El emérito, una cuestión de seguridad nacional
Mientras tanto, el PSOE sigue haciendo las veces de cortafuegos, dique de contención y abanderado del no a cualquier comisión de investigación parlamentaria, un extraño síndrome de Estocolmo que le lleva a cerrar filas con la derecha monárquica y a pactar con el PP para que Juan Carlos I siga gozando, no ya de inviolabilidad constitucional, sino de bula penal y papal. El error de los socialistas es de época, ya que un partido que renuncia a conocer la verdad de los hechos en un flagrante caso de corrupción, favoreciendo el oscurantismo y la impunidad, mancha para siempre sus 140 años de historia honrada, obrera y democrática. O Ferraz abre este melón o el melón se pudre y nos empacha a todos.
Por si fuera poco, seguimos sin saber cuánto estamos pagando los súbditos por los viajes de placer del ilustre exiliado, su seguridad privada y los sueldos de los tres “ayudantes de cámara” que le acompañan a todas partes, en realidad guardias civiles o policías que en un país extranjero estarán vendidos si a algún bandolero de Bin Laden se le ocurre secuestrar al rey y cambiarlo por un par de dromedarios siguiendo las costumbres del lugar. Tener a un ex jefe del Estado por ahí suelto, de un lado para otro, a su libre albedrío, supone un alto riesgo, pero Grande-Marlaska también guarda silencio sobre ese dispositivo de custodia en aras de la sacrosanta seguridad nacional. Ni la CIA hubiese caído tan bajo.
Mientras tanto, el monarca sigue viviendo en su paradisíaca isla de Zaya Nurai, suite a 11.000 euros de vellón la noche, champán al punto, playa privada de arena blanca, piscina versallesca y grandes vergeles para su uso y disfrute. Un auténtico escándalo nacional, un bochorno tras otro, una inmoralidad mientras los españoles caen muertos de hambre, acalorados por el facturón de la luz o contagiados por el bicho. Todo este caricaturesco vodevil que rodea al emérito daría para un hilarante tebeo de Ibáñez de no ser porque la cosa es tan triste y dramática.

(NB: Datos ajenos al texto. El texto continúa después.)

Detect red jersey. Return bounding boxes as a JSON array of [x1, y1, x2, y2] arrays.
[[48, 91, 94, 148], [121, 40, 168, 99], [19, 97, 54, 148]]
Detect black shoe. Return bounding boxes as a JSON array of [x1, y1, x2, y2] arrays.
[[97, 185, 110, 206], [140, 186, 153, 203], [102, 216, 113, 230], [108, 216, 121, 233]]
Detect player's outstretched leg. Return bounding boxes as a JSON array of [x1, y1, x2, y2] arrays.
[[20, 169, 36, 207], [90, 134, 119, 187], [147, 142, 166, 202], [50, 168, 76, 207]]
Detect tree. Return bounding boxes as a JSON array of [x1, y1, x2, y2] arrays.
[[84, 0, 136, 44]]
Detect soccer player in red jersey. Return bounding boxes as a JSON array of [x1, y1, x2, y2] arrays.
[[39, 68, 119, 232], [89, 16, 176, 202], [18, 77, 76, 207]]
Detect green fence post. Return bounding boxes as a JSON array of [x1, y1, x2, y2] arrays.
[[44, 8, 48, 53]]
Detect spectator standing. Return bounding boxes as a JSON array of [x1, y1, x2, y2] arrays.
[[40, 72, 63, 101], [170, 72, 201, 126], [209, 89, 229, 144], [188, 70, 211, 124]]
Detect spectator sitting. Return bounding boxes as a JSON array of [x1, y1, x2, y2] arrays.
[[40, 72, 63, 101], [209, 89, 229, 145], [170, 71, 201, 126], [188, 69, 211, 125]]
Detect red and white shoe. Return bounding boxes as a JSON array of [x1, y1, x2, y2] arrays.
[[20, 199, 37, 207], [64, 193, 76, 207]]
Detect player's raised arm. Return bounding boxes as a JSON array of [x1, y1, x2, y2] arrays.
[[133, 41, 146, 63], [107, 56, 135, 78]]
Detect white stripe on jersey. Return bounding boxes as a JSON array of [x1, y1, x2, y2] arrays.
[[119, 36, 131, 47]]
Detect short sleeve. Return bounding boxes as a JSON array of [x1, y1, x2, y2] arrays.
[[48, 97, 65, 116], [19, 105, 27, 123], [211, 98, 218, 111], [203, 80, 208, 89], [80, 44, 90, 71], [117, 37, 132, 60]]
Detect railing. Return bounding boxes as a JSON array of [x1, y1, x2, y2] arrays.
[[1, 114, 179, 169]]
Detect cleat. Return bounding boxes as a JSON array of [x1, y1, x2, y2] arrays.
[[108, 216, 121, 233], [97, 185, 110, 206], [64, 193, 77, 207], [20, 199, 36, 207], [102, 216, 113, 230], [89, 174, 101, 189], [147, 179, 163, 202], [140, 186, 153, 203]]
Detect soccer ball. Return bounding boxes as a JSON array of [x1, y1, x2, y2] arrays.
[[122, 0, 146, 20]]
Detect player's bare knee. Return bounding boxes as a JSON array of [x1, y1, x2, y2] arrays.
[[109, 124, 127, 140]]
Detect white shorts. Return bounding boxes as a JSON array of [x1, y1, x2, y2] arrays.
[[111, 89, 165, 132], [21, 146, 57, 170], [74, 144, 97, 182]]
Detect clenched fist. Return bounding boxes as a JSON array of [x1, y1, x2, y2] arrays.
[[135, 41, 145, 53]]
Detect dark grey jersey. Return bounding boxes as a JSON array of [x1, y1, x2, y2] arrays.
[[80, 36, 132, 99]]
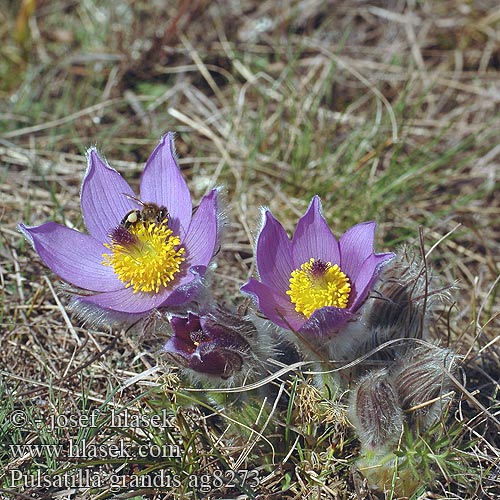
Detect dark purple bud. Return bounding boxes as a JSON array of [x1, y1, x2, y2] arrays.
[[163, 311, 255, 380]]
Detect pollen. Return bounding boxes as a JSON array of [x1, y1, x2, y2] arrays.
[[286, 258, 351, 318], [102, 219, 185, 293]]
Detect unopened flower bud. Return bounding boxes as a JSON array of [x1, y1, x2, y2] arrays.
[[370, 251, 429, 332], [356, 250, 450, 361], [349, 369, 404, 451], [392, 345, 457, 427], [163, 309, 263, 382]]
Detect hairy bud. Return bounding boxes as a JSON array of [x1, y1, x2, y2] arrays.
[[393, 345, 457, 427], [355, 249, 451, 362], [349, 369, 404, 451]]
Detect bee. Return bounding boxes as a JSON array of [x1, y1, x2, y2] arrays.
[[120, 195, 169, 229]]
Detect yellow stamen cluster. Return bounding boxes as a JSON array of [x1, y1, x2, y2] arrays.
[[286, 258, 351, 318], [102, 221, 185, 293]]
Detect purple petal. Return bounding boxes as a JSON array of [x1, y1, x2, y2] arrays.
[[182, 189, 218, 267], [241, 279, 304, 331], [339, 221, 377, 281], [291, 196, 340, 268], [19, 222, 121, 292], [192, 345, 243, 378], [170, 314, 201, 341], [140, 133, 192, 238], [76, 287, 160, 314], [164, 334, 243, 378], [81, 148, 136, 243], [298, 307, 354, 338], [162, 266, 207, 307], [256, 211, 293, 293], [351, 252, 395, 309], [199, 319, 249, 349], [164, 336, 195, 357], [77, 265, 206, 313]]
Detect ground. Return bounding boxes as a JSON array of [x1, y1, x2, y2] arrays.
[[0, 1, 499, 499]]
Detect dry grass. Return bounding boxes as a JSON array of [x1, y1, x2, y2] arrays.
[[0, 1, 499, 499]]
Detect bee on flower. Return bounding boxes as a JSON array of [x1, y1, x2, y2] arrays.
[[19, 133, 221, 323]]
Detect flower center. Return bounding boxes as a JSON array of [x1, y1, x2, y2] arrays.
[[286, 258, 351, 318], [102, 215, 185, 294]]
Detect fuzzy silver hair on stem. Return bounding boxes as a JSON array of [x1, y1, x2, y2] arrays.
[[348, 369, 404, 451]]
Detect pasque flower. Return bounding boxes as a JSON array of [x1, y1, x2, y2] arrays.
[[19, 133, 219, 316], [241, 196, 394, 338], [163, 310, 255, 380]]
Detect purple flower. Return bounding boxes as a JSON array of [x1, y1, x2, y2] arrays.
[[163, 312, 253, 380], [19, 133, 219, 316], [241, 196, 394, 338]]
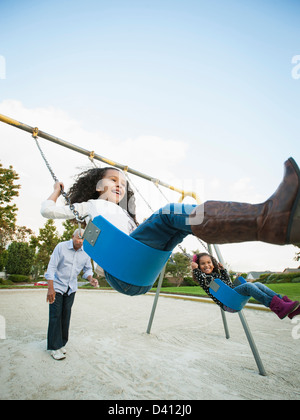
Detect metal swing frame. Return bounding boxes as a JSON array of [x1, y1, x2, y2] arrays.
[[146, 245, 267, 376], [0, 112, 267, 376]]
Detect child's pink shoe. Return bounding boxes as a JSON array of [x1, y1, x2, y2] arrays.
[[288, 306, 300, 319], [270, 296, 300, 319], [282, 296, 300, 319]]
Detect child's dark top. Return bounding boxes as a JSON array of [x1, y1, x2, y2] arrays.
[[192, 268, 234, 310]]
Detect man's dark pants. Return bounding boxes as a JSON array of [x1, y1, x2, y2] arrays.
[[47, 290, 76, 350]]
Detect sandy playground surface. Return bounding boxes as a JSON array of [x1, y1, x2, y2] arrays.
[[0, 289, 299, 400]]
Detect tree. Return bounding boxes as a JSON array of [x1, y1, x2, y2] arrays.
[[165, 252, 191, 286], [13, 225, 33, 242], [6, 241, 35, 275], [0, 249, 8, 271], [0, 163, 20, 250], [32, 219, 60, 272], [60, 219, 77, 242]]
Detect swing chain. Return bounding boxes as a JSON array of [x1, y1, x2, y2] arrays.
[[32, 131, 86, 233]]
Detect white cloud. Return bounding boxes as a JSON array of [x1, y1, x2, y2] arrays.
[[217, 242, 299, 273], [0, 99, 188, 232], [203, 175, 264, 204], [230, 177, 263, 203], [232, 177, 252, 192]]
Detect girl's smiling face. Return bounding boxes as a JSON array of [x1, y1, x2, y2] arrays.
[[199, 255, 214, 274], [96, 169, 127, 204]]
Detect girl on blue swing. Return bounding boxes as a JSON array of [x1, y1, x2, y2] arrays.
[[41, 157, 300, 296], [191, 252, 300, 319]]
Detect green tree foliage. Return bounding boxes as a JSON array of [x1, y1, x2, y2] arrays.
[[0, 162, 20, 250], [29, 220, 81, 278], [31, 219, 60, 271], [60, 219, 77, 242], [165, 252, 191, 286], [0, 165, 79, 277], [0, 249, 8, 271], [6, 241, 35, 275]]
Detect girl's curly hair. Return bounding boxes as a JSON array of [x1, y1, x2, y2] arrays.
[[67, 167, 139, 226], [193, 252, 220, 275]]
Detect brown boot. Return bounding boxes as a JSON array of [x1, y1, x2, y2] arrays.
[[190, 157, 300, 246]]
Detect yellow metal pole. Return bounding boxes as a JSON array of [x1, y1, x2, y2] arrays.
[[0, 112, 201, 203]]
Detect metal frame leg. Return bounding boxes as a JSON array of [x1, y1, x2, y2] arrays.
[[238, 310, 267, 376], [213, 244, 267, 375], [220, 308, 230, 339], [146, 265, 166, 334]]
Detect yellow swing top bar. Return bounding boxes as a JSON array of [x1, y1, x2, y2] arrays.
[[0, 113, 201, 204]]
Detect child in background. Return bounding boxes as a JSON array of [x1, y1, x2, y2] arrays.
[[192, 253, 300, 319]]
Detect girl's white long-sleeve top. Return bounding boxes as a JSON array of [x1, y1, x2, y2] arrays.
[[41, 199, 137, 234]]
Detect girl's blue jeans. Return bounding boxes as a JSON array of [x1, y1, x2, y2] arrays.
[[130, 203, 196, 251], [104, 203, 196, 296], [234, 282, 282, 307]]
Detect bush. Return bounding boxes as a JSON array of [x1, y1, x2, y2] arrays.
[[0, 250, 8, 271], [182, 276, 198, 286], [0, 278, 14, 285], [6, 242, 35, 276], [259, 274, 270, 283], [153, 277, 173, 288], [292, 277, 300, 283], [258, 273, 300, 284], [8, 274, 30, 283], [276, 278, 288, 283], [265, 274, 278, 283]]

Ahora la prensa del Régimen dice que el rey está “loco por volver”. El problema es que esa foto propia de autócrata bananero, de patriarca otoñal con maletín y negras gafas de sol descendiendo del jet privado como si nada, sería la puntilla final para la imagen, la dignidad y la honra de este país.
El tiempo pasa, como decía la canción de Casablanca, aquí no se mueve nada y el emérito se ha convertido en un descreído Rick Blaine que ahoga sus penas y recuerdos amorosos frente al piano en un bar de lujo de mil pavos el cóctel. Y mientras el esperpento se acrecienta por días, a nadie parece preocuparle que España sea el hazmerreír de las democracias occidentales. Esta intriga palaciega disparatada a la que nos hemos acostumbrado ya, esta farsa de cuernos, capa y espada con reyes cargados de alforjas y tesoros que se refugian en los desiertos del lejano Oriente–entre hotelazos de oro como cuevas de Alí Babá, mercaderes del petróleo, camellos con turbante y contrabandistas de armas–, no se la merece un pueblo honrado como el español. Que vuelva ya, sí, pero para responder de lo que haya hecho. Y que se dejen de cuentos de las Mil y una noches.